January 25, 2011

Early rhubarb: back in the pink!


I am very excited about the new products we are taking to market this season.

As a young girl, I loved rhubarb, even the khaki coloured stuff that caused so much bemoaning in the school dinner queue.

The 'Rhubarb triangle' in West Yorkshire, located between Wakefield, Morley and Rothwell supply us with the early rhubarb used in our new product range. Early forced rhubarb is a far cry from the more familiar harshly flavoured overgrown outdoor stems. Their slender magenta spears have a sherbet-tangy flavour and delicate texture that make them the crème de la crème, rhubarb’s premier cru.

Why Yorkshire rhubarb?

Only a few decades ago Yorkshire was producing 90% of the worlds forced rhubarb.
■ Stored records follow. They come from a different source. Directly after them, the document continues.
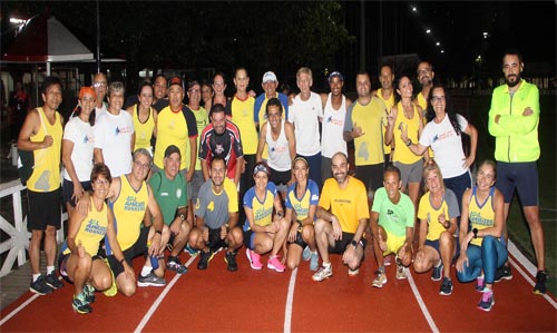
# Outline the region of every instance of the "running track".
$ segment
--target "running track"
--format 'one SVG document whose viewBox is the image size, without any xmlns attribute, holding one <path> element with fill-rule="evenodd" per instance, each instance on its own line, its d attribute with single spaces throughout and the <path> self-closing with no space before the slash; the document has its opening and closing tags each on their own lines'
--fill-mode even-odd
<svg viewBox="0 0 557 333">
<path fill-rule="evenodd" d="M 556 332 L 555 297 L 531 293 L 535 267 L 512 244 L 509 251 L 514 278 L 495 285 L 491 312 L 476 308 L 480 294 L 457 282 L 455 268 L 452 295 L 441 296 L 430 273 L 410 270 L 398 281 L 393 265 L 383 288 L 371 287 L 369 247 L 359 276 L 348 276 L 333 255 L 334 275 L 321 283 L 306 262 L 293 272 L 253 271 L 241 248 L 238 272 L 226 271 L 223 252 L 206 271 L 183 253 L 188 273 L 168 272 L 166 287 L 141 287 L 133 297 L 97 293 L 88 315 L 74 313 L 71 285 L 48 296 L 27 292 L 0 313 L 0 332 Z M 140 265 L 134 262 L 136 272 Z"/>
</svg>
This is now much less with forced rhubarb being imported from countries such as Holland.

To produce forced rhubarb takes a minimum of 2½ years. The rhubarb roots (crowns) are grown outdoors for 2-3 years. They are then lifted and left on top of the ground until either a frosty spell of weather or cold rain. This is needed to trick the crown into growth once in the shed.
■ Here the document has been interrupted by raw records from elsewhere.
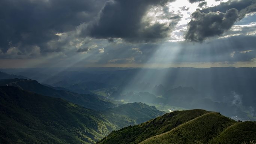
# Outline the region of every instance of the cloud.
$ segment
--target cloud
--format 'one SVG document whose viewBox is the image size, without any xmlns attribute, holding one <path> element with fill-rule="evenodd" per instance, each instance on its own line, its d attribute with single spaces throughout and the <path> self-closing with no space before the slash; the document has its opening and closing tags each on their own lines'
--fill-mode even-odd
<svg viewBox="0 0 256 144">
<path fill-rule="evenodd" d="M 170 13 L 167 13 L 169 12 L 168 7 L 165 5 L 168 1 L 108 1 L 100 13 L 98 19 L 89 25 L 86 31 L 89 31 L 89 36 L 97 39 L 120 38 L 131 42 L 157 41 L 168 35 L 180 18 L 174 18 L 170 23 L 152 19 L 153 16 L 144 18 L 147 14 L 153 16 L 156 13 L 161 13 L 159 15 L 161 18 L 169 16 Z"/>
<path fill-rule="evenodd" d="M 186 6 L 183 6 L 183 7 L 180 7 L 179 8 L 181 9 L 181 10 L 182 11 L 188 11 L 189 10 L 189 7 L 187 7 L 187 8 L 186 8 Z"/>
<path fill-rule="evenodd" d="M 35 46 L 41 53 L 63 51 L 63 43 L 53 48 L 52 42 L 58 42 L 59 34 L 75 30 L 80 24 L 91 21 L 105 1 L 1 0 L 0 49 L 4 53 L 11 47 L 22 53 L 33 52 L 28 51 L 28 48 Z"/>
<path fill-rule="evenodd" d="M 89 47 L 86 47 L 86 48 L 79 48 L 76 51 L 76 52 L 82 52 L 82 53 L 86 53 L 88 52 L 91 50 L 92 49 L 94 49 L 97 48 L 98 46 L 96 45 L 93 45 Z M 104 49 L 103 49 L 103 52 L 104 52 Z"/>
<path fill-rule="evenodd" d="M 104 53 L 105 51 L 105 49 L 103 48 L 99 49 L 99 52 L 102 53 Z"/>
<path fill-rule="evenodd" d="M 239 11 L 252 5 L 255 0 L 229 0 L 225 2 L 221 2 L 220 4 L 215 6 L 207 7 L 201 10 L 201 12 L 208 13 L 211 12 L 219 11 L 225 12 L 232 8 L 235 8 Z"/>
<path fill-rule="evenodd" d="M 203 1 L 204 1 L 204 0 L 189 0 L 189 1 L 191 3 Z"/>
<path fill-rule="evenodd" d="M 238 10 L 231 9 L 226 12 L 207 13 L 197 10 L 192 14 L 185 38 L 191 41 L 202 42 L 208 37 L 220 36 L 229 30 L 238 18 Z"/>
<path fill-rule="evenodd" d="M 201 3 L 200 3 L 198 4 L 198 7 L 202 7 L 204 6 L 207 6 L 207 2 L 206 1 L 203 1 Z"/>
<path fill-rule="evenodd" d="M 76 51 L 77 52 L 86 52 L 89 50 L 89 48 L 79 48 Z"/>
<path fill-rule="evenodd" d="M 192 15 L 186 39 L 201 42 L 208 37 L 220 36 L 246 14 L 256 11 L 256 2 L 255 0 L 229 0 L 214 7 L 197 10 Z"/>
</svg>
An outdoor crop is not harvested to ensure the crown has the energy within it to produce quality stalks in the forcing sheds. The large crowns are placed in the shed by hand so they are not damaged. They have to be carefully placed close together and the right way up. This happens around the beginning of November.

The rhubarb is grown in warm dark sheds. It is this combination that encourages the plant to grow. Originally coal was used to heat the sheds but diesel is now used due to the Clean Air Act.

Traditionally candlelight is used in the sheds to harvest the crop, soft light will not affect the rhubarb’s growth. The rhubarb is harvested between December and the end of March. It is expensive to produce, as it is labour intensive requiring many man-hours to lift in the fields and place in the sheds.

After the forced rhubarb has finished the crowns are composted, all their energy is used in one harvest. New crowns have to be used each year.

Intrigued? If you've never tried early rhubarb before, come and sample the flavour of this tightly seasonal delicacy at our stall. We will be selling our new range at Bath Farmer's Market at Green Park Station on the 1st, 3rd & 4th Saturday of the month, or at Frome Farmer's Market at the Cheese & Grain on the 2nd Saturday of the month.

Expect to find some or all of the following:

Early Rhubarb Jam
This light, soft jam is good mixed with yoghurt, spooned over ice-cream, or serve with meringues and a dollop of thick cream for a quick and easy pudding.

Early Rhubarb & Stem Ginger Jam
Crystallised stem ginger gives a nice bite and warmth to this jam. Perfect with sourdough toast, or you can warm it and use it to glaze a bread and butter pudding after baking.

Early Rhubarb & Rosemary Jelly
This jelly makes a delicious alternative to the traditional mint sauce served as an accompaniment to lamb. Works equally well with oily fish such as mackerel.

Early Rhubarb & Fig Jam
A soft set jam with dried Lerida figs. Lovely served with muffins crumpets, or freshly baked brioche. Alternatively, serve with goat’s cheese and thick crusty bread.

Early Rhubarb & Hibiscus Flower Syrup.
This concentrated fruity syrup is made from 100% strained rhubarb juice, sweetened with sugar and infused with the calyces of hibiscus flowers. Hibiscus is a genus of flowering plants in the mallow family that are native to warm-temperate, subtropical and tropical regions throughout the world. Hibiscus has a cranberry-like flavour and blends well with early rhubarb. Either dilute to taste (usually one part syrup to four or five parts water) with fizzy water and plenty of ice, or drizzle neat over pancakes, waffles, or rice pudding.